Fiona Phillips lays bare her 'awful' day-to-day challenges with Alzheimer's
Fiona Phillips has described the challenges with Alzheimer's as "like trying to chase a £5 note that's fallen out of your purse on a gusty day" in a candid article.
The journalist, who was diagnosed with the disease aged 61 in 2023, said every time "she thinks she had caught the £5 note, it whips away again" in an emotive passage about her journey. The mother of two told how she had "no awareness" that she kept repeating herself and she sometimes forgot what she was doing or where she was going soon after the diagnosis.
And now, the 64-year-old broadcaster is living with Alzheimer's, with much of her care being done by husband Martin Frizell, who quit his role as editor of This Morning last year, stating he expected his "family priorities to [soon] change". Fiona, with Martin's support, has written a book called Remember When: My Life With Alzheimer's, which will be published later this month, and extracts from which have been adapted for the media today.

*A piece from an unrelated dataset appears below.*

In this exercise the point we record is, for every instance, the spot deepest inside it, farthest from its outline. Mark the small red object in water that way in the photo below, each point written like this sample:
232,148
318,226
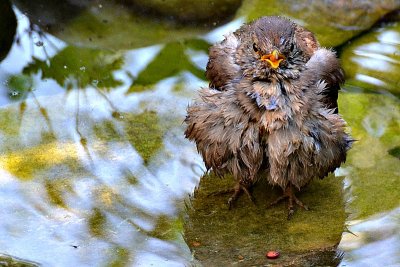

In these passages, Fiona, who presented GMTV for 15 years, said: "Everywhere I look there are memories. I know they are there. And yet so many of them feel out of my reach now.
"It's like I stretch out to touch them, but then just as I'm about to grasp it, the memory skips away from me. And I can't catch up with it. Like trying to chase a £5 note that's fallen out of your purse on a gusty day. Each time I think I've caught it, it whips away again.
"I couldn't be writing this at all without my husband Martin and my closest friends, who are helping me articulate more clearly the thoughts I once had that are now harder for me to reach."
Fiona, who is also a Mirror columnist, added: "Nowadays, I can find talking about my life agonisingly difficult. Sometimes I get halfway through a sentence and I can't remember where I was heading with it or the word I was looking for. It feels awful.
"Gradually, Martin and I thought maybe I should start telling more people. Martin felt that if more people knew what was happening to me then they wouldn't judge me if I did ever start behaving unusually – not that I thought I did. It was hardly like I was going down the street half-clothed, yelling at people.
"But he and the doctors, who I was constantly backwards and forwards to see, would say that I kept repeating myself and that sometimes I forgot what I was doing or where I was going. The strange thing was I had no awareness of that."
The Mirror told, in 2023, how the star, born in Canterbury, Kent, was undergoing trials for a revolutionary new drug which scientists hope could slow or even reverse the illness for millions of sufferers in the years to come.
Yet it is too little too late for Fiona, so much so Martin said in the extracts he wishes his wife of 28 years had been diagnosed with cancer instead. He added: "Being brutally honest, I wish Fiona had contracted cancer instead. It's a shocking thing to say, but at least then she might have had a chance of a cure, and certainly would have had a treatment pathway and an array of support and care packages.
"But that's not there for Alzheimer's. Just like there are no funny or inspiring TikTok videos or fashion shoots with smiling, healthy, in-remission survivors.
"After someone is diagnosed with Alzheimer's, they are pretty much left to their own devices. There is nothing more that can be done and you are left to cope alone."
The couple try to maintain a optimistic outlook but, just like The Mirror's recent case study Janet Allen and her daughter Emily, Martin and Fiona ultimately find it difficult to keep hopeful. Emily told us it was "the scariest thing" to learn her mum, from Reading, Berkshire, had got Alzheimer's, which has left her needing care from loved ones too.